当時は6件の民家と30人ほどの住民がいた。
この部落の布置せられている居処の地形は、南面して傾斜したすり鉢の一部のようなところで、その基底部に集団状をなして家々が建てられているが、宅地の部分は石垣で補われて各戸が段々になっている
その調査結果は『日本の民家』を参照いただくとして、現在の有り様は下記の「廃墟」のルポで知ることが出来る。写真にもあるその「石垣」だけは生存した記憶をとどめている。

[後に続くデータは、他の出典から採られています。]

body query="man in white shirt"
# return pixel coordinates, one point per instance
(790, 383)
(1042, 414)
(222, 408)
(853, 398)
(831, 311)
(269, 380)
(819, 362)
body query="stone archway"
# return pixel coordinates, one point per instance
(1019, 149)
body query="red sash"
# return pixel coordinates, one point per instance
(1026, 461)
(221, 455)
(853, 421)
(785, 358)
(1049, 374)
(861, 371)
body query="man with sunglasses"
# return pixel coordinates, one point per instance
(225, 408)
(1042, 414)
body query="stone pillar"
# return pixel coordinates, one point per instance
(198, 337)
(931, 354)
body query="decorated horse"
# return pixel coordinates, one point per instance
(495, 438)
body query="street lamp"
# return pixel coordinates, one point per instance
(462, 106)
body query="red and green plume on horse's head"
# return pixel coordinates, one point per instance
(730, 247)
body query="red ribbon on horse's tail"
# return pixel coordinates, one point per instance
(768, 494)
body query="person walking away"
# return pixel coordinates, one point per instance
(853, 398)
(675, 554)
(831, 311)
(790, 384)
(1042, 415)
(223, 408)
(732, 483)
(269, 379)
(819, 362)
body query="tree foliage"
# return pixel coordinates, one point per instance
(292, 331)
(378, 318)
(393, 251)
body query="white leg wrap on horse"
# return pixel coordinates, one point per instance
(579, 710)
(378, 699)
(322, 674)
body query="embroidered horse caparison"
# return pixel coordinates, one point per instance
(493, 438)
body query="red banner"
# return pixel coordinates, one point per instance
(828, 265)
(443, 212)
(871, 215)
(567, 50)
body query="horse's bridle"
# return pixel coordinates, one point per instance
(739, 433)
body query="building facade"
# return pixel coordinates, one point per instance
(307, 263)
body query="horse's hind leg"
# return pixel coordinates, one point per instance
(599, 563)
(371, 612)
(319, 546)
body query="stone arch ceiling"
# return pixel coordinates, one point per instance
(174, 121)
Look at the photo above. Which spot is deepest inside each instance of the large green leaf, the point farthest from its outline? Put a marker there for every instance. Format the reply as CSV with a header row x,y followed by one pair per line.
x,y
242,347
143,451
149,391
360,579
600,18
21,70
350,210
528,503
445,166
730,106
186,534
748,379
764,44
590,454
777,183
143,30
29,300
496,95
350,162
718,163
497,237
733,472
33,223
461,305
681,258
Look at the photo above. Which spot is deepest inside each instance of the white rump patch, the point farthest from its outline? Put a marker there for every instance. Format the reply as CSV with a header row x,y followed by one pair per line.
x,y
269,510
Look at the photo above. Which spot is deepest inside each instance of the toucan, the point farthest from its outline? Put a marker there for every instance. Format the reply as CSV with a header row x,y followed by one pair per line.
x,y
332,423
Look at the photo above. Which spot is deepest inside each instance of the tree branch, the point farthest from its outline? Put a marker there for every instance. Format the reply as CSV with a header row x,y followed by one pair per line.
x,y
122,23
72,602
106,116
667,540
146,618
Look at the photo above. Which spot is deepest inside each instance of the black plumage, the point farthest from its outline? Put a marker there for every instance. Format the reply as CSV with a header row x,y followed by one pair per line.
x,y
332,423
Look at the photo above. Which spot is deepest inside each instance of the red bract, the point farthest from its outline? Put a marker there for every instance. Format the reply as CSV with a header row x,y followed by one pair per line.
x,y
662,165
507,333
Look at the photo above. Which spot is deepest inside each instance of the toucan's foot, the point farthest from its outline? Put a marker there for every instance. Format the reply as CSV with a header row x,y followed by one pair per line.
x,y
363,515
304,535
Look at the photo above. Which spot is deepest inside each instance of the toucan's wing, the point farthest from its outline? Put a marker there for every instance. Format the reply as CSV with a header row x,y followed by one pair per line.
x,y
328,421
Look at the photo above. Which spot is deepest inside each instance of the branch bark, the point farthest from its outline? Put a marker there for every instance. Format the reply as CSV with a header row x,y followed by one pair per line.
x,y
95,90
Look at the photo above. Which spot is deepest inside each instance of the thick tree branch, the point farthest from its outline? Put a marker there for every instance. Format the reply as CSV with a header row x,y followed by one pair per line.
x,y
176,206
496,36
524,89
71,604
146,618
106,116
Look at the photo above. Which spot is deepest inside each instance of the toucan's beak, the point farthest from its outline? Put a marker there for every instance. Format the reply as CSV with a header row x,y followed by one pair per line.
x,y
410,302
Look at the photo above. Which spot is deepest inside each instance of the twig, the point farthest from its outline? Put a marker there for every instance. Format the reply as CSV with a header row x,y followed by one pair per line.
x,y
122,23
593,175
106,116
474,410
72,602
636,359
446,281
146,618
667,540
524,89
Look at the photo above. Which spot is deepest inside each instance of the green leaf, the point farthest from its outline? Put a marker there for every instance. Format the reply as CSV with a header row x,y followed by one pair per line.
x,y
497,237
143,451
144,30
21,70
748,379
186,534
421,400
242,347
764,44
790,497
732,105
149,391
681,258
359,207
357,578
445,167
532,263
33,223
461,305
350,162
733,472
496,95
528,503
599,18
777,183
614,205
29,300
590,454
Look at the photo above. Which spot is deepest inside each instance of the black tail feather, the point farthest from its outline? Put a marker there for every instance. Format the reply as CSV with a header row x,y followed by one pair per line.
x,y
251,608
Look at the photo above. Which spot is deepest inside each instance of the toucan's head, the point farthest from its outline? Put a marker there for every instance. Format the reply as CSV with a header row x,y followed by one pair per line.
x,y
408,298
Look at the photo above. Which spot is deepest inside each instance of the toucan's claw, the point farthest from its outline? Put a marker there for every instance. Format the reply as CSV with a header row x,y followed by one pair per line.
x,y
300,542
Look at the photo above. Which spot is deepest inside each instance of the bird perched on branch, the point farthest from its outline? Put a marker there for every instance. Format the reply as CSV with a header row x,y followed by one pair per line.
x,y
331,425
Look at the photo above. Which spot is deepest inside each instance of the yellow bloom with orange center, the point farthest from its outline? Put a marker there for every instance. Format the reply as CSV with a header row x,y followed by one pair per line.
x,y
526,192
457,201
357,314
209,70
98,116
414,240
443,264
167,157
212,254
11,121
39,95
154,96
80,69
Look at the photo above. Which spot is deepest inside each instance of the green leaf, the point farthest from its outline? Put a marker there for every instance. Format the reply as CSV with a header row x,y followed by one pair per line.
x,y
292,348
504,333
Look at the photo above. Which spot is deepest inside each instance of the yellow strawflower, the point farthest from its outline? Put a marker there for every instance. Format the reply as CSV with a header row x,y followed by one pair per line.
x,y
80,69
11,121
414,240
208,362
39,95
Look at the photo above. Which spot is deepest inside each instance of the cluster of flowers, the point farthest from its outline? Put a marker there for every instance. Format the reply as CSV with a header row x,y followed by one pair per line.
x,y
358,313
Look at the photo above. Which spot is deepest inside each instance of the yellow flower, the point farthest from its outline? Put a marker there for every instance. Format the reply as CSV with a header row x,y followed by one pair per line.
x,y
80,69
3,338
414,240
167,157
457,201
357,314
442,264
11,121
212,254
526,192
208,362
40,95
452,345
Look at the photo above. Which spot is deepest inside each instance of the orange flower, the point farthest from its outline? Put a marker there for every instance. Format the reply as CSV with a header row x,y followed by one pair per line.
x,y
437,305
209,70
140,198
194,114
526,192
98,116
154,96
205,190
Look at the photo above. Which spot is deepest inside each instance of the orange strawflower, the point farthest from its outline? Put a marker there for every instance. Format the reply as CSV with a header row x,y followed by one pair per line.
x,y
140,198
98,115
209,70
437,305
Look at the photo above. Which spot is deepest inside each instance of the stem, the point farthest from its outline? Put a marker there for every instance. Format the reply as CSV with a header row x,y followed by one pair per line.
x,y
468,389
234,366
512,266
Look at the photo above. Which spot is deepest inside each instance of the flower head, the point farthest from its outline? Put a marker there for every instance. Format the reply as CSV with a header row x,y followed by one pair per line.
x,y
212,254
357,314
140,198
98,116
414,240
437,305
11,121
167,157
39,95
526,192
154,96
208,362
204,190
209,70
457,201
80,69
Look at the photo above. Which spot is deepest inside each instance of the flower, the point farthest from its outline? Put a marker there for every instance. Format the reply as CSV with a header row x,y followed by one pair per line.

http://hya34.sakura.ne.jp/titibu/sannkannnousounn/urayamafuudoki2.html
http://www.aikis.or.jp/~kage-kan/11.Saitama/Chichibu_Kanmuriiwa.html
探せば、今の資料にある「共有井戸」(基底部に一つだけあった)とカラ臼が見つかるだろう。そこで集落の女性たちが炊事洗濯をしていたのだ。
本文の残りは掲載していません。